Regulasi Penanganan Kemiskinan
Di tengah upaya pemerintah untuk mereduksi angka kemiskinan di atas, DPR RI mengambil insiatif dan mengusulkan RUU tentang Penanganan Fakir Miskin dan RUU tentang Pengelolaan Zakat, Infaq, dan Shodaqoh (ZIS). Dua RUU tersebut akan segera dibahas bersama pemerintah pada masa sidang II tahun 2010/2011 ini.

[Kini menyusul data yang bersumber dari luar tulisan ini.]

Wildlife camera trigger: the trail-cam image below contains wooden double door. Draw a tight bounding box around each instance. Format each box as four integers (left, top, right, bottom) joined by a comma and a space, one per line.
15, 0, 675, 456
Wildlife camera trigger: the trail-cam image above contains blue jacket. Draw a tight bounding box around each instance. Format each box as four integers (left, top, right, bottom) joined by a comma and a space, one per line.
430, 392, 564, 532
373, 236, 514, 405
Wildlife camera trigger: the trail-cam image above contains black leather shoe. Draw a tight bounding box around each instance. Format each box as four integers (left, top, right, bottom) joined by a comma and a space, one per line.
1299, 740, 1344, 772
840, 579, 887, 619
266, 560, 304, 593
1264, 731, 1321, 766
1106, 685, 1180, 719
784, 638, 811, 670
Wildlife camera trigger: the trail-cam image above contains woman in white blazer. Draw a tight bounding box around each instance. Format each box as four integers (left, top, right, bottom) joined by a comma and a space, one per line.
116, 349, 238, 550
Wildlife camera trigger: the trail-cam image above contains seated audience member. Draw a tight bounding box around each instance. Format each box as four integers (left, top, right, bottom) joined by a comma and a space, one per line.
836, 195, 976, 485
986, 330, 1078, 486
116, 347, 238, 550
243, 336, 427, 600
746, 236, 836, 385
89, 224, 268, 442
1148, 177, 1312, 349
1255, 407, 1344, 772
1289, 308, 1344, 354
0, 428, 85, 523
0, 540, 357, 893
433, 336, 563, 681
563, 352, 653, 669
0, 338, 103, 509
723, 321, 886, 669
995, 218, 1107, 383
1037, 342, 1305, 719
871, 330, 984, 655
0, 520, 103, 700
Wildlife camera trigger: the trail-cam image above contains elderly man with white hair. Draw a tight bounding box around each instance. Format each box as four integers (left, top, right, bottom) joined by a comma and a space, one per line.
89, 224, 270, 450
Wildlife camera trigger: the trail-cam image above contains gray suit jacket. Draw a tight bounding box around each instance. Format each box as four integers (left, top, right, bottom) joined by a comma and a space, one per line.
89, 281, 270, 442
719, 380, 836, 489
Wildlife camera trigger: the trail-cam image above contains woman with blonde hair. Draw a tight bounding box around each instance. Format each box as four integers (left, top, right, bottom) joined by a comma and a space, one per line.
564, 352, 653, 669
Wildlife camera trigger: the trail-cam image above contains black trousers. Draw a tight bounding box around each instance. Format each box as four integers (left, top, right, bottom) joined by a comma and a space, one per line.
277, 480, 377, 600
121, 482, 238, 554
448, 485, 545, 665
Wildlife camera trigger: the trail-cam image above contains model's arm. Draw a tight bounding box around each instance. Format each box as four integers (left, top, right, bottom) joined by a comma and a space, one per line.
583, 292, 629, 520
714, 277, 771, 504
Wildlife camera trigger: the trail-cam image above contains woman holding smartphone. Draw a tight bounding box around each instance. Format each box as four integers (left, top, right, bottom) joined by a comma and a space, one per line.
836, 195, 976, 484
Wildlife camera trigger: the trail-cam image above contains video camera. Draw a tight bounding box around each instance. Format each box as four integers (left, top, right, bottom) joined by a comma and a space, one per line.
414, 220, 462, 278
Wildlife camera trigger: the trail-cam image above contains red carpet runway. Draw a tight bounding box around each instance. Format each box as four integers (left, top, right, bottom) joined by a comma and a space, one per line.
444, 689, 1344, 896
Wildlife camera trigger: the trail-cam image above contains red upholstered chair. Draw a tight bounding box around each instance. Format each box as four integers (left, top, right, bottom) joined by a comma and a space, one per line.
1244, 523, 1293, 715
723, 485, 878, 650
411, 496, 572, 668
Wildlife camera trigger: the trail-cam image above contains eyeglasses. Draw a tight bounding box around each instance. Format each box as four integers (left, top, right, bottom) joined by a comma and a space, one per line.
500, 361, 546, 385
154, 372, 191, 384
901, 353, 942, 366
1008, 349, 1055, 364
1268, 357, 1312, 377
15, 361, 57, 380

Kedua RUU memiliki pijakan analisis masalah dan argumentasi yang relatif sama yaitu upaya untuk mensejahterakan rakyat yang tergolong fakir miskin atau kurang mampu harus memiliki grand design, komitmen dan konsistensi kebijakan (pro poor), yang diwujudkan dengan dukungan kelembagaan (anggaran, sdm, manajemen) yang kuat. Kedua RUU juga memiliki landasan konstitusional yang berhimpitan yaitu Pasal 34 UUD Negara Republik Indonesia Tahun 1945 – selain Pasal-Pasal terkait lainnya – yang mengamanatkan perlindungan dan penyejahteraan fakir miskin.
Berdasarkan analisis evaluatif terhadap penanganan fakir miskin selama ini, kedua RUU menilai aturan, kebijakan, kelembagaan, dan program yang dilaksanakan baik oleh pemerintah maupun lembaga non-pemerintah selama ini belum efektif untuk mengentaskan kemiskinan secara terukur dan sistematis, sehingga diperlukan penguatan dan perbaikan dalam sejumlah aspek.
RUU Penanganan Fakir Miskin
RUU Penangan Fakir Miskin menilai kebijakan pro-poor belum didukung dengan anggaran, program, dan kelembagaan yang kuat. Oleh karena itu, RUU berharap pemerintah serius untuk mengalokasikan anggaran serta mewujudkan program yang terukur dalam rangka pengentasan kemiskinan. RUU juga berharap ada satu kelembagaan yang bekerja secara sistematis, koordinatif, dan efektif dalam mengentaskan kemiskinan.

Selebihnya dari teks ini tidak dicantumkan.